1, Prometheus monitoring container
Prometheus is an open source monitoring tool for cloud native applications. As the first monitoring tool graduated from CNCF, developers have great hopes for Prometheus. In the Kubernetes community, many people believe that Prometheus is the first scheme for monitoring in container scenarios and has become the developer of container monitoring standards.
2, What is cdadvisor
Container advisor is an open source container monitoring tool of Google, which can be used to monitor the usage and performance of container resources. It runs as a daemon to collect, aggregate, process, and export information about running containers. Specifically, the component will record its resource isolation parameters, historical resource usage, histogram of complete historical resource usage and network statistics for each container.

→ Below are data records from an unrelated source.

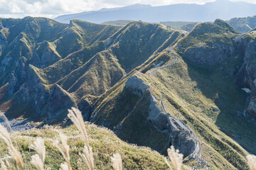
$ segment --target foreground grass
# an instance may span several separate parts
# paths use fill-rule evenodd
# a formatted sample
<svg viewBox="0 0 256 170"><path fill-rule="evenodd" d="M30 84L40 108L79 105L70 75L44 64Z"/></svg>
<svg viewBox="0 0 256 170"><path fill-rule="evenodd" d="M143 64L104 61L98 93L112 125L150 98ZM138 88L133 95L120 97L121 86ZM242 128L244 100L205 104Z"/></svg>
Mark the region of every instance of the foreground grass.
<svg viewBox="0 0 256 170"><path fill-rule="evenodd" d="M41 130L12 133L11 137L14 141L17 142L18 149L22 153L26 169L34 169L31 166L30 161L35 152L29 149L29 146L37 137L41 137L45 140L46 166L50 167L51 169L60 168L60 164L65 160L53 144L54 142L59 138L56 129L68 136L68 144L70 147L70 155L72 166L75 169L84 169L81 167L86 167L79 156L79 152L82 152L85 142L82 135L73 125L64 129L48 126ZM129 144L119 140L107 128L87 123L86 129L90 138L90 145L92 147L95 154L96 169L112 169L110 157L117 152L122 156L123 169L168 169L164 157L149 148ZM8 155L7 147L3 141L1 141L1 157L6 157Z"/></svg>

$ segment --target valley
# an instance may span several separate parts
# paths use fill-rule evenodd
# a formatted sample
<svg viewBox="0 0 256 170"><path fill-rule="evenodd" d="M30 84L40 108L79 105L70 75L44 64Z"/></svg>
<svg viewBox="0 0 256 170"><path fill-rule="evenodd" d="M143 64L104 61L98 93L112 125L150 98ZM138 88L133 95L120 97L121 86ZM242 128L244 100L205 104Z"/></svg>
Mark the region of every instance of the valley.
<svg viewBox="0 0 256 170"><path fill-rule="evenodd" d="M67 116L75 107L89 122L98 169L110 169L113 150L125 156L125 169L166 169L162 155L171 146L188 166L249 169L245 157L256 154L253 30L240 33L220 19L190 32L142 21L26 17L0 24L0 110L14 123L36 123L25 129L38 128L16 132L25 152L23 141L50 143L60 127L78 152L81 142Z"/></svg>

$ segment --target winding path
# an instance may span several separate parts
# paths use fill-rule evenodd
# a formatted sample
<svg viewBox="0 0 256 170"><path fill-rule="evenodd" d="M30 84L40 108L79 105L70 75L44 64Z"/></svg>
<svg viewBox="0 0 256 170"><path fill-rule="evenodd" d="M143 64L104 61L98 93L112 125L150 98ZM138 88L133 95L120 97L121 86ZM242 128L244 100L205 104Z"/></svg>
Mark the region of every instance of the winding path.
<svg viewBox="0 0 256 170"><path fill-rule="evenodd" d="M154 68L152 71L151 71L149 72L149 76L153 74L154 73L155 73L159 69L163 69L163 68L170 67L178 62L178 58L176 55L171 53L171 51L172 50L172 49L173 49L173 47L171 47L170 48L169 48L167 53L169 55L170 55L171 57L173 57L174 58L175 58L175 60L174 62L171 62L168 63L166 65L163 65L161 67L158 67L156 68ZM162 93L162 97L160 101L160 105L161 105L161 108L162 112L164 113L166 113L166 114L169 114L171 115L171 117L172 117L173 118L178 119L178 118L176 118L176 116L174 116L174 115L172 115L170 113L168 113L166 111L165 105L164 103L164 91L161 91L161 93ZM203 158L202 158L202 156L200 153L201 150L201 147L202 147L202 142L196 135L195 135L195 137L193 138L193 140L195 141L196 146L195 150L188 156L188 157L189 157L189 159L193 159L196 160L198 162L199 166L195 166L192 167L192 169L193 169L193 170L202 169L208 169L209 167L210 167L210 164L206 160L205 160Z"/></svg>

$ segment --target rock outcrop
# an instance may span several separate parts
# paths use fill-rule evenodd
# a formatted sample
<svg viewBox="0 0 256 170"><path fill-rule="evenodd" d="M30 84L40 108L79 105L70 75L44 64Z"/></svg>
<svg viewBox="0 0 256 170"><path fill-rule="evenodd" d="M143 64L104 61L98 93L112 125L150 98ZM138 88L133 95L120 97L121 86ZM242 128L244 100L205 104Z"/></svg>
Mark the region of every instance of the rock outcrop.
<svg viewBox="0 0 256 170"><path fill-rule="evenodd" d="M253 31L237 38L241 51L242 65L238 72L236 83L250 91L246 111L256 118L256 33Z"/></svg>
<svg viewBox="0 0 256 170"><path fill-rule="evenodd" d="M186 50L183 57L200 65L215 65L233 55L235 47L231 45L215 43L212 46L197 46Z"/></svg>
<svg viewBox="0 0 256 170"><path fill-rule="evenodd" d="M136 76L128 79L125 88L139 96L150 89L142 79ZM196 135L182 120L171 117L169 113L163 113L156 102L154 96L151 95L147 120L159 131L167 134L169 147L174 145L185 157L191 154L197 147Z"/></svg>

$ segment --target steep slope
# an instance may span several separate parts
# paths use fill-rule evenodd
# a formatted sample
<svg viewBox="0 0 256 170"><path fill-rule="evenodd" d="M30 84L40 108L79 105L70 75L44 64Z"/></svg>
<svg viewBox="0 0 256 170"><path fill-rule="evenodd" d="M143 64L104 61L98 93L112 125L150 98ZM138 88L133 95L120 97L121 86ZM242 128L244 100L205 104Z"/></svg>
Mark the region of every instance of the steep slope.
<svg viewBox="0 0 256 170"><path fill-rule="evenodd" d="M254 4L228 0L218 0L203 5L177 4L151 6L134 4L121 8L63 15L54 19L63 23L69 23L73 19L80 19L97 23L117 20L141 20L151 23L164 21L206 22L213 21L215 18L229 20L234 17L253 16L255 14L255 6Z"/></svg>
<svg viewBox="0 0 256 170"><path fill-rule="evenodd" d="M30 26L38 20L55 25L51 38ZM193 168L249 169L254 31L240 35L219 19L189 33L141 21L13 22L1 32L0 109L8 116L65 125L67 109L76 107L131 143L162 154L174 145Z"/></svg>
<svg viewBox="0 0 256 170"><path fill-rule="evenodd" d="M31 17L13 22L9 23L9 28L1 29L5 34L4 43L1 45L0 79L1 85L8 84L8 93L2 94L4 100L1 102L1 110L9 110L8 115L13 117L26 115L43 120L43 117L47 116L52 122L55 119L55 122L61 120L65 118L63 113L66 113L66 109L76 106L75 100L68 94L68 89L48 84L40 75L38 68L48 67L81 49L89 49L92 57L92 51L96 54L105 49L100 42L120 28L79 21L73 21L68 25ZM3 26L9 25L4 23ZM83 57L81 56L80 60L75 57L78 64L73 64L77 67L90 59L81 59ZM70 58L66 60L70 61ZM75 68L71 66L69 69L68 74ZM34 115L31 115L32 113ZM53 113L54 115L50 115Z"/></svg>
<svg viewBox="0 0 256 170"><path fill-rule="evenodd" d="M170 142L175 141L175 133L167 135L170 131L165 116L159 113L156 119L164 125L152 121L154 116L151 113L165 113L183 120L201 140L199 144L196 137L194 140L194 144L201 146L199 149L188 144L186 150L191 148L192 152L188 153L202 155L203 159L196 157L199 164L207 166L208 162L213 169L248 169L245 157L247 151L255 153L256 123L252 115L242 115L247 107L246 94L235 83L240 68L243 68L240 60L244 60L245 51L235 40L239 36L220 20L198 25L174 47L167 47L136 68L144 74L132 72L104 94L93 104L89 120L112 129L121 139L130 142L161 152L171 144L184 152L179 142L181 142L186 137L181 136L179 142ZM186 53L190 48L197 49L201 42L205 45L202 54L206 55ZM211 45L228 47L209 51ZM215 50L218 52L214 53ZM247 72L253 74L253 72ZM133 76L140 81L130 83ZM182 134L182 130L178 132ZM186 152L186 156L190 155ZM188 164L200 166L188 161L189 157Z"/></svg>
<svg viewBox="0 0 256 170"><path fill-rule="evenodd" d="M84 96L100 96L183 33L143 22L120 28L72 21L58 35L36 44L32 58L24 55L6 72L10 100L1 108L9 115L61 122L68 107Z"/></svg>
<svg viewBox="0 0 256 170"><path fill-rule="evenodd" d="M256 27L256 16L234 18L227 22L236 30L241 33L245 33Z"/></svg>
<svg viewBox="0 0 256 170"><path fill-rule="evenodd" d="M198 64L214 65L235 54L237 34L220 20L201 23L178 43L178 52L183 58Z"/></svg>

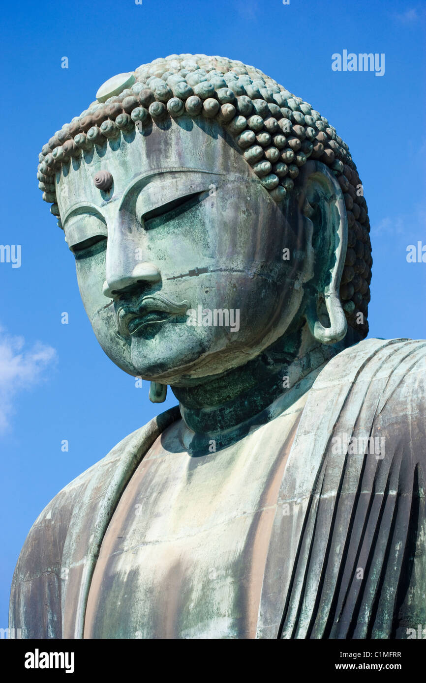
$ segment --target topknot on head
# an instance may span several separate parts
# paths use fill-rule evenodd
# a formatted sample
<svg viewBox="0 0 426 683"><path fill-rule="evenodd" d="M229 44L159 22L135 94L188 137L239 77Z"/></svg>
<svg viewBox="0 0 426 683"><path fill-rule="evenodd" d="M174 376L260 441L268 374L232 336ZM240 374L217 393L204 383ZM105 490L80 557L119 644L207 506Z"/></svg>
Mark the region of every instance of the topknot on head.
<svg viewBox="0 0 426 683"><path fill-rule="evenodd" d="M341 298L349 322L367 318L371 245L367 203L347 145L312 106L253 66L217 55L170 55L105 81L96 100L57 131L42 149L37 177L43 199L59 217L55 174L72 157L137 126L183 115L214 120L235 140L277 203L294 186L308 158L327 165L342 188L348 257ZM365 334L368 330L367 322ZM360 326L358 326L358 329Z"/></svg>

Cdadvisor supports Docker containers and other types of containers as much as possible, striving to be compatible and adaptable to all types of containers.

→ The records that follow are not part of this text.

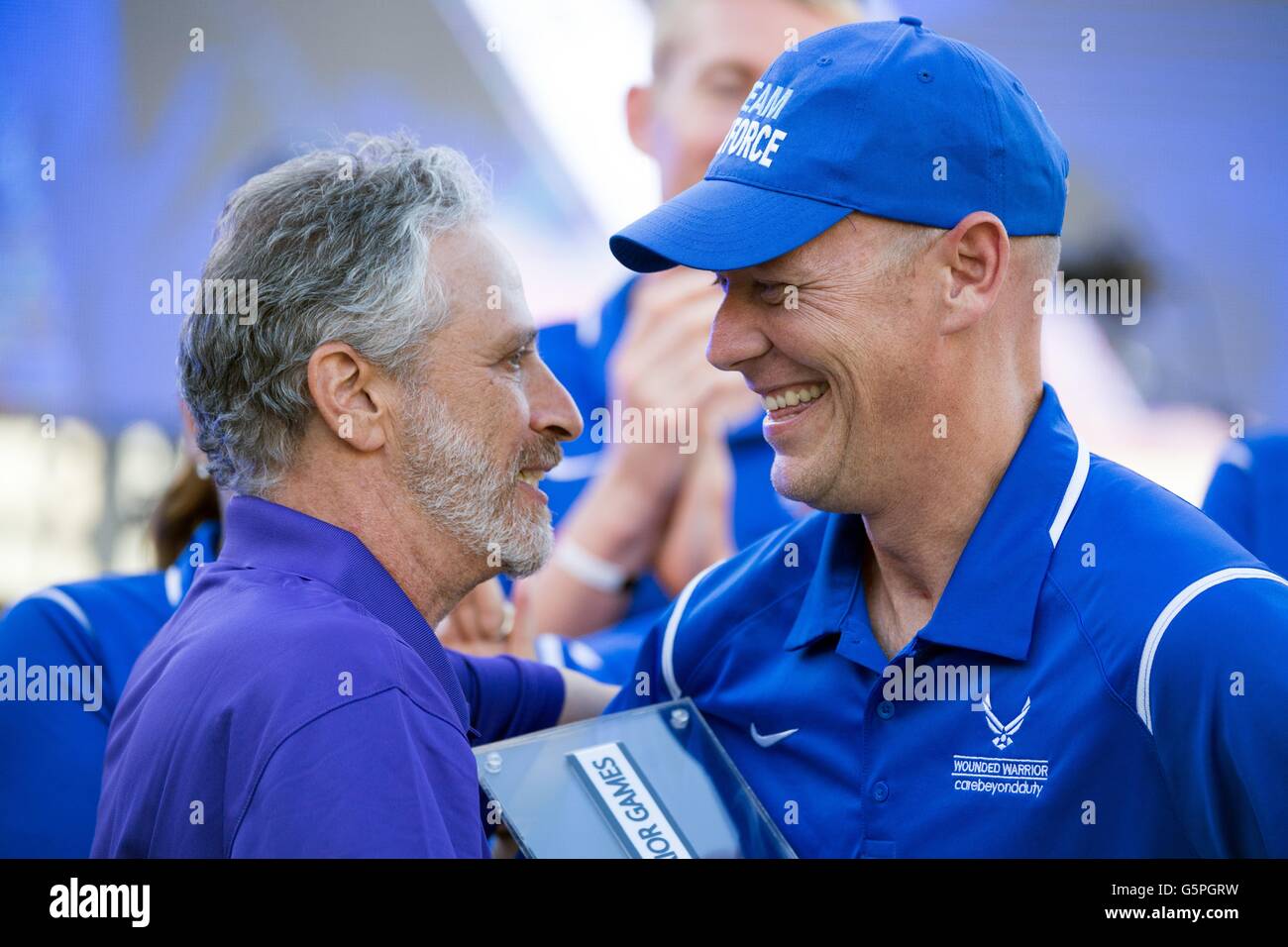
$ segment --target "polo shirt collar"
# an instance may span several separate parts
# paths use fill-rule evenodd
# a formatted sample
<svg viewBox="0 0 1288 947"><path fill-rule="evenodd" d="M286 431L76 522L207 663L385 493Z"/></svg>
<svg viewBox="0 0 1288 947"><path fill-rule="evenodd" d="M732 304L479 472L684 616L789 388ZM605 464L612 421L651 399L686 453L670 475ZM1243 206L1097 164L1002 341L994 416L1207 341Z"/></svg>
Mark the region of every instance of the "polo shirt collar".
<svg viewBox="0 0 1288 947"><path fill-rule="evenodd" d="M361 604L420 655L469 733L465 693L447 652L402 586L352 532L268 500L234 496L224 517L219 562L326 582Z"/></svg>
<svg viewBox="0 0 1288 947"><path fill-rule="evenodd" d="M1014 660L1028 656L1042 582L1087 466L1055 389L1043 385L1037 414L917 638ZM818 568L783 647L838 634L840 653L880 670L887 658L872 635L859 573L863 522L828 518Z"/></svg>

From the above introduction, we can know that cdadvisor is used to monitor the container engine. Due to the practicability of its monitoring, Kubernetes has integrated it with Kubelet by default, so we don't need to deploy the coadvisor component separately to expose the running information of the container in the node. We can directly use the index collection address provided by Kubelet component.
Cadvisor is used for collection, Prometheus is used as the data source, and Grafana is used for display.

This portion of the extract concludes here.